Dopamine has long been recognized as the ‘reward’ chemical in the brain. It’s most associated with drug addiction, but food, sex, exercise and even shopping increase brain dopamine levels according to the pleasure they elicit. More recently, dopamine is increasingly associated with novelty. New experiences, particularly if their results are beneficial, trigger increases in dopamine that, usually by eliciting pleasure, alert the brain to remember what has happened. It seems no coincidence that visual pathways use dopamine to transmit signals; the link between visual stimulation and addiction is becoming clearer with each passing year.
I joke that, had I been born during the Stone Age, I’d have lived a very short life, because my eye-sight is so bad I wouldn’t even see the saber-tooth until my head was in its mouth. Vision is the dominant sense upon which human lives have depended for millennia. It should rationally elicit strong brain signals, which, by their nature, use pleasure to get their point across. Furthermore, visual signals affect the very architecture of the brain, if for no other reason than to ensure that we learn from experience.
Recent brain imaging studies have revealed significant changes in the brain structure and activity of frequent ‘gamers’. In particular, brain areas associated with reward processing are larger in gamers. Likewise, prolonged screen time has been linked to psychological problems, including emotional distress, anxiety and depression – all symptoms of addiction.

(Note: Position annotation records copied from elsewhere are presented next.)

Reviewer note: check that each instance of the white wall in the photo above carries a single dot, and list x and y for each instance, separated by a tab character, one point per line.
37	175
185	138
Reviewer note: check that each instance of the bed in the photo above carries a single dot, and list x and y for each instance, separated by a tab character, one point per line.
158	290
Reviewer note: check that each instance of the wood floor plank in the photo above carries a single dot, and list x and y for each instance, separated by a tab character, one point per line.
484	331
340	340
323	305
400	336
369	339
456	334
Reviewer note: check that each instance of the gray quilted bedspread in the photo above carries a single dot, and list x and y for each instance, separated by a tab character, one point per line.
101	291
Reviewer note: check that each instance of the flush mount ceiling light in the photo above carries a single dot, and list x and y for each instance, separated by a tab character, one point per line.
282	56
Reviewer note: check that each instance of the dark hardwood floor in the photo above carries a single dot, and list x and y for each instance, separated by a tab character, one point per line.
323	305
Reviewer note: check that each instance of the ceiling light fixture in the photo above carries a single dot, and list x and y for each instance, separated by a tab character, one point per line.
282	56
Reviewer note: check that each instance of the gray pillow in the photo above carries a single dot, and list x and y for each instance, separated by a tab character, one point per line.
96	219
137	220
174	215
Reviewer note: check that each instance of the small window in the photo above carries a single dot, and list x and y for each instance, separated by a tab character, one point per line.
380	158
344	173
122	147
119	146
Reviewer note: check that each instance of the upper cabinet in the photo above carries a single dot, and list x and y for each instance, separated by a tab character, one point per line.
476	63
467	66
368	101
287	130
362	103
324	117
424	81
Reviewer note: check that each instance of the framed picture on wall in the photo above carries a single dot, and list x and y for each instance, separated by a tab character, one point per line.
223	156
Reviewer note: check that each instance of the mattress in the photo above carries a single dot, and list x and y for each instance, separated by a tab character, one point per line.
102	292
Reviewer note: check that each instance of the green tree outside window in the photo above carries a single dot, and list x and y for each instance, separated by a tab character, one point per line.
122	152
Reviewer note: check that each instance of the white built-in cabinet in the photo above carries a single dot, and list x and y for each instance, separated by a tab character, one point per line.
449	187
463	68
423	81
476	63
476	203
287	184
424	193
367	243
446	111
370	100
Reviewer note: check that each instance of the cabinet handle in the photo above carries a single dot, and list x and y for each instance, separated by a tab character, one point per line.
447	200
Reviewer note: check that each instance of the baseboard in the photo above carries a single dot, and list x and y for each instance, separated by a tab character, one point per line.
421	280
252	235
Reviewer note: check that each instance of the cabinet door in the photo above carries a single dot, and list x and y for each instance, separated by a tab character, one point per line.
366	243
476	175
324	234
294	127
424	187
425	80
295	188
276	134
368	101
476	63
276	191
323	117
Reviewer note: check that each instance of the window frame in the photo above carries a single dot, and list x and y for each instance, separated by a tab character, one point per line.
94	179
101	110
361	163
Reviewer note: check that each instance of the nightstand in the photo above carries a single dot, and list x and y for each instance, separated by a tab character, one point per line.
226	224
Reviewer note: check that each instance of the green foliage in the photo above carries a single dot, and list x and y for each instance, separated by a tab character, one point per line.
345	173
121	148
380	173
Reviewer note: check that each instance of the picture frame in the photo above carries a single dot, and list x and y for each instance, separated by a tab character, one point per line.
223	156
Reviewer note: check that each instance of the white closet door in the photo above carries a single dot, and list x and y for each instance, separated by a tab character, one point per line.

In May 2013, the American Psychiatric Association added "Internet Gaming Disorder” to the Diagnostic and Statistical Manual of Mental Disorders, likening it to compulsive gambling and impulse control disorder. The most severe cases are associated with “Massively multiplayer online role-playing games” (MMORPGs), which have the two-fold effects of dynamic visual stimuli as well as the positive rewards of establishing new social relationships.
Diagnoses have been devised for just about everything these days, but this addiction is real and, at worst, causes sociopathic behavior. A couple years ago, the parents of one of my son’s classmates made the difficult decision to send their son, who had been diagnosed with this disorder, to a distant residential treatment facility when he became increasingly moody, aggressive and difficult to reason with. He is definitely not alone.
Even if he grew up in a hut in the jungle, my third child would likely have trouble controlling his emotions. But lately I wonder how much of what unsettles him is attributed to neuro-visual overstimulation. I have determined to restrict his exposure moving forward. It won’t be easy, with him talking incessantly about Wii Obstacle Course and asking to play ‘Dog Fight’ every 5 minutes, but his brain may very well depend on it.